Chapter 3, Part 1: Beautiful Drifter

January 30, 2009

Ch.3 Beautiful Drifter

        She sat in the open doorway of the railway cattle car and leaned against the edge of the sliding door. Tears trickled down her cheeks as she cried. “Roger,” she whispered, “oh, Roger. Why did you have to die?” She fingerpicked the guitar in her lap, the notes rising from the lamenting strings, weaving through her words like a dirge, a talking blues, an offering to the dead.
        ”It was so good, helping you run the shelter, helping you love and care for those lost children, loving you. Waking in the morning to fresh joys, fresh problems, fresh sorrows, fresh triumphs. Oh, Billy, Jon-jon, little Susie, where are you now? Have you made a new home, or are you still heart-lost?
        ”And Roger. So kind and gentle until the memories overcame you and you curled around your hurts like a muscle cramp, drinking to numb the pain. In the months I shared your life, I could never get into the pain that festered in your soul. You could not talk about it, could not let me in, and you died in a car wreck, too drunk to drive. Why, mon Dieu, why?
        ”I thought I had found my heart’s desire, a man to love, whose work was helping others, and in whose work I could share. Now you are gone and I am back on the road, running from the pain. Will I ever find another man like you, Roger?”
        She continued to think of Roger and the children of the shelter. The memories brought sadness and loneliness, but the devastating pain of his death and the loss of the children she had grown to love had eased during the past four months of travel. She played softly on her guitar.
        The train had left Gainesville, Texas, and was traveling south. Wheat fields slid by on either side. The bright afternoon sun shone through the open slats of the car and the early November air felt unusually warm. She started another song in French, her voice a warm, rich contralto, her long black hair blowing in the wind. Finishing the song, she sat and watched the dark clouds massing in the sky ahead. She could see rain falling. “When we reach the rain, I will have a bath,” she told the guitar. She spoke in French, plucking the strings softly. She looked again at the wheat fields slipping by and mused as she picked idly on her guitar. Her face, fine-boned with delicately-sculpted, distinctly French features, was pensive.
        A drop of rain struck her face and she laughed. She stood, balancing against the sway of the train, put the guitar away and stripped off her pullover blouse and skirt. Placing them on her duffle bag, she turned to the door. Rain poured down now, heavy enough to hide the ancient diesel locomotives at the front of the train. She took careful hold of the six-inch wide slats and swung outside as she climbed naked to the roof. She settled herself in the center of the roof as the train swayed along at a steady thirty-five miles per hour. She closed her eyes, arched her back, and raised her arms as she reveled in the feel of the driving rain on her bare golden-brown skin. The warm rain washed across her slender dancer’s body. She ran her fingers through her thick thigh-length mane of black hair, washing it out in the downpour.
        She was glad this was not one of the new mag-trains. This line of track had not been reworked with powerful magnets fastened to concrete cross-ties every ten feet. She had ridden on mag-trains. They were much faster, too fast to ride where she now rode. No, this was one of the old privately owned railroads that carried loads in to the main hubs, still riding wooden ties and even older steel; so different from what she knew in France.
        When the rain began to slacken, she climbed down and swung back inside. The wheat fields had given way to scrub brush and tall, dried out grasses. She took a hairbrush from her duffle and returned to the open doorway to sit in the warm sun. She watched the passing landscape and let the wind dry her hair as she brushed it. The sun felt good on her body. After a while, she lay back in the pool of sunlight on the floor. Lulled by the rhythmic vibrations, she fell asleep.
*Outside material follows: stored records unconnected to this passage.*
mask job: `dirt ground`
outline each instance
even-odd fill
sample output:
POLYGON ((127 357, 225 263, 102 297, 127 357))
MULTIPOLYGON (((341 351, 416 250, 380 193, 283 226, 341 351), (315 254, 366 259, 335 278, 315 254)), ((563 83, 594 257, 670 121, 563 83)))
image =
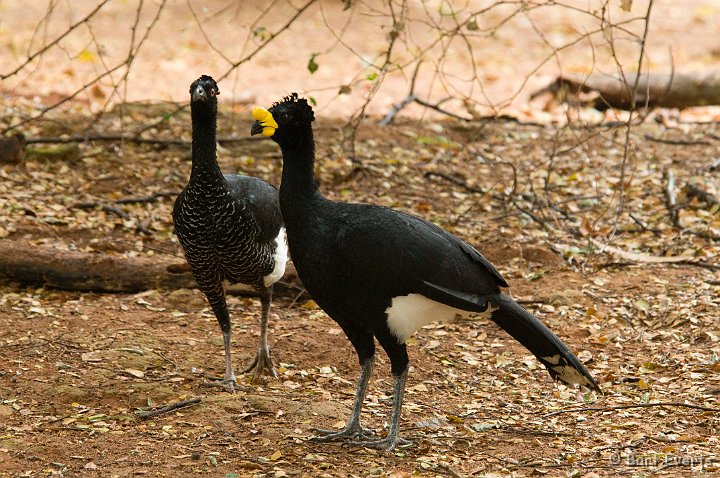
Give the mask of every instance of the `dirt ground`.
MULTIPOLYGON (((147 121, 164 114, 157 108, 123 111, 147 121)), ((246 136, 248 118, 223 109, 220 136, 246 136)), ((100 130, 117 124, 112 115, 99 121, 100 130)), ((385 453, 316 444, 313 427, 340 427, 347 418, 359 370, 340 329, 307 297, 274 303, 279 379, 245 383, 231 395, 203 387, 223 372, 222 341, 196 290, 100 294, 5 283, 1 477, 720 473, 720 247, 703 237, 717 234, 718 212, 679 193, 680 232, 663 199, 664 171, 673 171, 678 190, 692 182, 718 194, 712 125, 634 129, 622 176, 622 128, 368 123, 356 145, 358 168, 342 153, 338 123, 321 119, 316 127, 322 190, 419 214, 476 245, 604 394, 554 384, 496 326, 464 319, 427 326, 410 341, 401 433, 413 446, 385 453), (660 141, 678 139, 688 142, 660 141), (618 215, 619 191, 626 199, 618 215), (619 256, 600 250, 608 242, 619 256), (669 256, 688 259, 653 263, 669 256), (192 397, 201 402, 137 416, 192 397)), ((181 113, 168 128, 188 139, 188 124, 181 113)), ((58 134, 62 123, 37 128, 37 136, 58 134)), ((40 155, 0 167, 2 240, 179 260, 172 198, 120 205, 125 218, 74 206, 179 191, 188 148, 97 142, 80 153, 71 162, 40 155)), ((219 161, 224 171, 279 184, 270 142, 221 143, 219 161)), ((259 303, 232 297, 230 307, 241 369, 255 350, 259 303)), ((380 353, 363 413, 380 434, 390 393, 380 353)))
        She awoke with a gasp and a start and sat bolt upright. For an instant, the world was black and white, her mind a chaotic jumble of impressions. She rolled over on her side and clasped her knees in her arms, taking deep breaths as she calmed herself. Ah, non, she thought. I have had another night-mare.
        Four years previously, her father and his friends had tried to rape her. When she had fought back, they had tortured and tried to kill her. She’d fled, her mind swallowed up in a red madness. She had regained awareness miles away. Nightmares of chaotic alien violence, hunting, and death had haunted her sleep for months afterwards. After three years of peace, the nightmares had begun again.